Les 3 écrivains au GP3R
Chez Thérèse Thibodeau Châteauneuf
Il y avait belle lurette que Pierre et moi n’avions pas été invités à un Grand Prix. En ce qui me concerne, la dernière fois remontait à l’automne 2006, alors que j’étais finaliste pour le Prix Clément-Morin. Cette fois-ci, ce n’est pas grâce à nos talents respectifs que nous nous sommes retrouvés près de la scène (ou sur la scène), mais bien parce que ma maman, Thérèse, nous a proposé des billets de faveur nous donnant accès à une estrade située tout juste en face de la ligne des départs du Grand Prix de Trois-Rivières 2007.
Thérèse, comme je l’ai déjà dit dans un précédent article, habite dans une résidence pour personnes du troisième âge. Et le bâtiment en question, Les Terrasses Dominicaines, se trouve coincé en plein centre du circuit de course (un des rares circuits urbains en Amérique du Nord) pendant les trois jours des compétitions. C’est pourquoi les organisateurs de l’événement offrent des billets de faveur à la cinquantaine de résidents, victimes ce week-end-là de la claustration (ils sont véritablement entourés de murs de fortune, comme dans les Territoires occupés, et il ne leur est plus possible de sortir ou d’entrer librement) et du bruit assourdissant des moteurs.
Bref, Pierre et moi avions accepté l’offre de ma maman d’assister dimanche dernier à quelques courses prévues cette journée-là. Pour ce faire, nous devions nous rendre très tôt le matin à l’entrée des fournisseurs, pour pénétrer dans les Territoires occupés avant la fermeture définitive des barrières. Or, pas de sortie abusive au bar LE TEMPLE la veille, car nous avions rendez-vous chez Thérèse, dès 7 heures, pour le petit-déjeuner.
Nous avons passé sans encombres et sans fouilles rectales le poste de contrôle, de sorte que nous étions attablés à l’appartement quand le signal de la première course fut donné. Repas gargantuesque, bien sûr, à l’instar de tous les festins de mères, soucieuses, on le sait, de toujours recevoir princièrement, comme au Château Montebello.
Le repas s’est déroulé normalement jusqu’au septième couvert. C’est à ce moment-là que ma maman a figé devant sa cuisinière en s’écriant :
- Bonté divine! Je n’ai plus de patates brunes pour accompagner votre rôtie de lard!
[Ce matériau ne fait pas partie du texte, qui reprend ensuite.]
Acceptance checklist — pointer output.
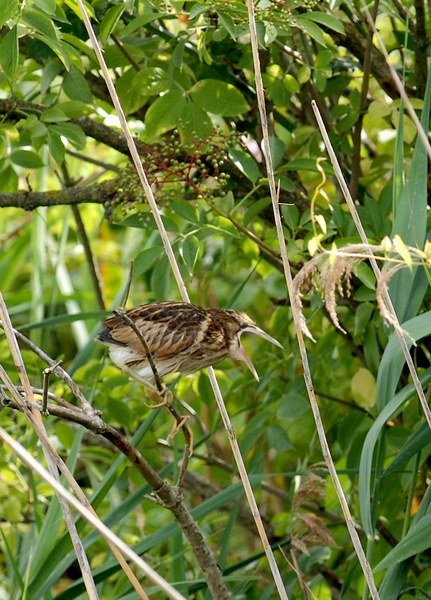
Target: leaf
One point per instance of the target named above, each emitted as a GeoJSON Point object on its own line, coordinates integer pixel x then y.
{"type": "Point", "coordinates": [72, 132]}
{"type": "Point", "coordinates": [195, 123]}
{"type": "Point", "coordinates": [185, 209]}
{"type": "Point", "coordinates": [228, 23]}
{"type": "Point", "coordinates": [48, 6]}
{"type": "Point", "coordinates": [134, 88]}
{"type": "Point", "coordinates": [218, 97]}
{"type": "Point", "coordinates": [56, 147]}
{"type": "Point", "coordinates": [326, 19]}
{"type": "Point", "coordinates": [40, 23]}
{"type": "Point", "coordinates": [189, 250]}
{"type": "Point", "coordinates": [27, 159]}
{"type": "Point", "coordinates": [402, 250]}
{"type": "Point", "coordinates": [278, 438]}
{"type": "Point", "coordinates": [391, 409]}
{"type": "Point", "coordinates": [145, 260]}
{"type": "Point", "coordinates": [9, 9]}
{"type": "Point", "coordinates": [420, 438]}
{"type": "Point", "coordinates": [363, 386]}
{"type": "Point", "coordinates": [9, 53]}
{"type": "Point", "coordinates": [76, 87]}
{"type": "Point", "coordinates": [417, 540]}
{"type": "Point", "coordinates": [139, 22]}
{"type": "Point", "coordinates": [109, 21]}
{"type": "Point", "coordinates": [311, 28]}
{"type": "Point", "coordinates": [53, 115]}
{"type": "Point", "coordinates": [165, 113]}
{"type": "Point", "coordinates": [245, 163]}
{"type": "Point", "coordinates": [410, 206]}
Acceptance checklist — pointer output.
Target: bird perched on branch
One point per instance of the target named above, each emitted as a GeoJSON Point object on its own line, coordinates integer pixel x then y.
{"type": "Point", "coordinates": [179, 337]}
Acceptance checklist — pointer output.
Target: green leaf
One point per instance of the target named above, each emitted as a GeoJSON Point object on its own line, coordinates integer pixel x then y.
{"type": "Point", "coordinates": [245, 163]}
{"type": "Point", "coordinates": [189, 250]}
{"type": "Point", "coordinates": [270, 33]}
{"type": "Point", "coordinates": [72, 132]}
{"type": "Point", "coordinates": [254, 209]}
{"type": "Point", "coordinates": [53, 115]}
{"type": "Point", "coordinates": [66, 319]}
{"type": "Point", "coordinates": [109, 21]}
{"type": "Point", "coordinates": [48, 6]}
{"type": "Point", "coordinates": [393, 359]}
{"type": "Point", "coordinates": [165, 113]}
{"type": "Point", "coordinates": [9, 9]}
{"type": "Point", "coordinates": [27, 159]}
{"type": "Point", "coordinates": [228, 23]}
{"type": "Point", "coordinates": [160, 279]}
{"type": "Point", "coordinates": [56, 147]}
{"type": "Point", "coordinates": [195, 123]}
{"type": "Point", "coordinates": [417, 540]}
{"type": "Point", "coordinates": [218, 97]}
{"type": "Point", "coordinates": [407, 288]}
{"type": "Point", "coordinates": [198, 9]}
{"type": "Point", "coordinates": [134, 87]}
{"type": "Point", "coordinates": [278, 438]}
{"type": "Point", "coordinates": [365, 274]}
{"type": "Point", "coordinates": [76, 87]}
{"type": "Point", "coordinates": [363, 387]}
{"type": "Point", "coordinates": [9, 53]}
{"type": "Point", "coordinates": [390, 410]}
{"type": "Point", "coordinates": [326, 19]}
{"type": "Point", "coordinates": [185, 209]}
{"type": "Point", "coordinates": [420, 438]}
{"type": "Point", "coordinates": [311, 28]}
{"type": "Point", "coordinates": [145, 260]}
{"type": "Point", "coordinates": [40, 23]}
{"type": "Point", "coordinates": [139, 22]}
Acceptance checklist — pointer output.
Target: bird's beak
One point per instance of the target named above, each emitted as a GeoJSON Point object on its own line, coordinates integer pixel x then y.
{"type": "Point", "coordinates": [261, 333]}
{"type": "Point", "coordinates": [241, 354]}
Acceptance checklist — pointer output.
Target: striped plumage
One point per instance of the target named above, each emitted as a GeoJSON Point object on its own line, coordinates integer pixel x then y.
{"type": "Point", "coordinates": [181, 337]}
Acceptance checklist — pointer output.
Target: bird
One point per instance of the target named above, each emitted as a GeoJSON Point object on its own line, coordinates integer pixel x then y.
{"type": "Point", "coordinates": [180, 337]}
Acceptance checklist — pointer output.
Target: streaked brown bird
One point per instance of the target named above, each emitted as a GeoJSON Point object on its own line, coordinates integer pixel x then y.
{"type": "Point", "coordinates": [180, 337]}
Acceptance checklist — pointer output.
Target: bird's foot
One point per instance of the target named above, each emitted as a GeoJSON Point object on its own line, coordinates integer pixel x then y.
{"type": "Point", "coordinates": [160, 398]}
{"type": "Point", "coordinates": [178, 425]}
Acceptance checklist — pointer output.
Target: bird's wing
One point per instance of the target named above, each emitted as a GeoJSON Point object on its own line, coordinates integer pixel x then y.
{"type": "Point", "coordinates": [169, 328]}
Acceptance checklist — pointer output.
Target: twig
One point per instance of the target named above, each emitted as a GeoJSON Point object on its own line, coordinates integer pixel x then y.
{"type": "Point", "coordinates": [385, 294]}
{"type": "Point", "coordinates": [297, 319]}
{"type": "Point", "coordinates": [356, 136]}
{"type": "Point", "coordinates": [184, 294]}
{"type": "Point", "coordinates": [89, 516]}
{"type": "Point", "coordinates": [45, 383]}
{"type": "Point", "coordinates": [91, 261]}
{"type": "Point", "coordinates": [399, 85]}
{"type": "Point", "coordinates": [128, 285]}
{"type": "Point", "coordinates": [164, 393]}
{"type": "Point", "coordinates": [52, 458]}
{"type": "Point", "coordinates": [170, 497]}
{"type": "Point", "coordinates": [83, 238]}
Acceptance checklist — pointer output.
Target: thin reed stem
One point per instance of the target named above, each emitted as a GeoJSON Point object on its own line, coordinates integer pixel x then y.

- C’est pas grave, môman, suis-je aussitôt intervenu pour éviter ce que j’appréhendais, on est déjà plein comme des ciboires avant la communion!
Rien à faire : tel l’ouragan Dean, Thérèse a saisi les clefs de sa Suzuki et a quitté précipitamment l’appart pour se rendre à l’épicerie. Alors que les véhicules de la course Mazda SCCA MX-5 Cup effectuaient leurs tours de réchauffement sur la piste! Et pas moyen de rattraper Thérèse dans le couloir pour la dissuader : nous étions lents comme des obèses morbides en phase terminale.
Dépassés et inquiets, il ne nous restait plus qu’à nous rendre au plus vite à notre estrade, à titre de spectateurs impuissants, et d’assister aux manœuvres de notre hôte. Pour sauver du temps, nous n’avons pas utilisé la passerelle piétonnière, préférant traverser sur la piste. Alors que le peloton de tête entamait le premier tour! Heureusement pour nous, deux gentilles brigadières scolaires ont ralenti le trafic afin que nous puissions nous rendre à bon port.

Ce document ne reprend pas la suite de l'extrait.